DOL proposes to extend implementation of fiduciary rule by 60 days

President Trump's order on February 3 that the agency review the fiduciary rule has confused brokerage firms, some of whom fear legal liability from violating the rule's tight exemptive relief if they offer commission retirement accounts that are product-oriented. There is not even a DOL secretary yet, and indeed, even if the 15-day comment period stands and the DOL delays the fiduciary rule's initial implementation for two months, a June applicability date still presents a significant challenge for firms that have not fully prepared themselves for compliance. There will also be a 45-day window to submit comments or information related to other aspects of Trump's memorandum. It was slated to take effect on April 10, but Trump asked the department to review the rule one more time for its impact on investors.

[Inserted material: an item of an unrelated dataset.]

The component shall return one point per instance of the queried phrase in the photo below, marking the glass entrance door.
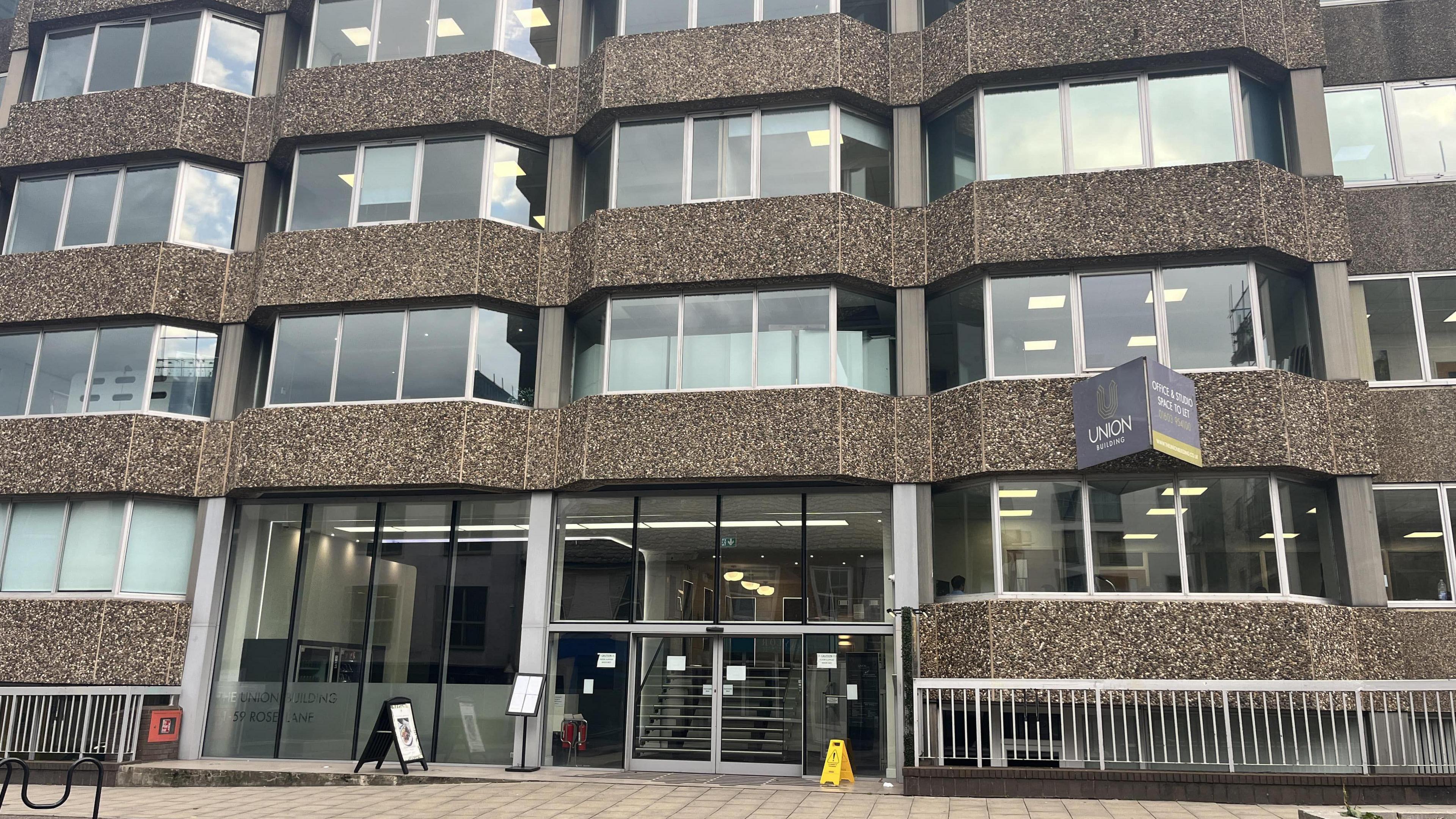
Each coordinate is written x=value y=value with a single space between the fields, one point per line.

"The extension would make it possible for the department to take additional steps (such as completing its examination, implementing any necessary additional extension (s), and proposing and implementing a revocation or revision of the rule) without the rule becoming applicable beforehand", according to the document.

The controversial rule would expand the definition of fiduciary.

Questions for consideration during the comment period include whether investment firms anticipate changes in consumer demand for investment advice and investment products, and whether some firms are moving to abandon or deemphasize the small individual retirement account investor or small plan market segments, it said. By delaying the rule, the Labor Department is buying more time to comply with the president's request to look into whether the rule harms consumers by limiting their investment options.

The Financial Services Roundtable, a lobbying group, issued a statement praising the delay. As a result, the new rule would require brokers and advisors to put their clients' best interests before their own profit.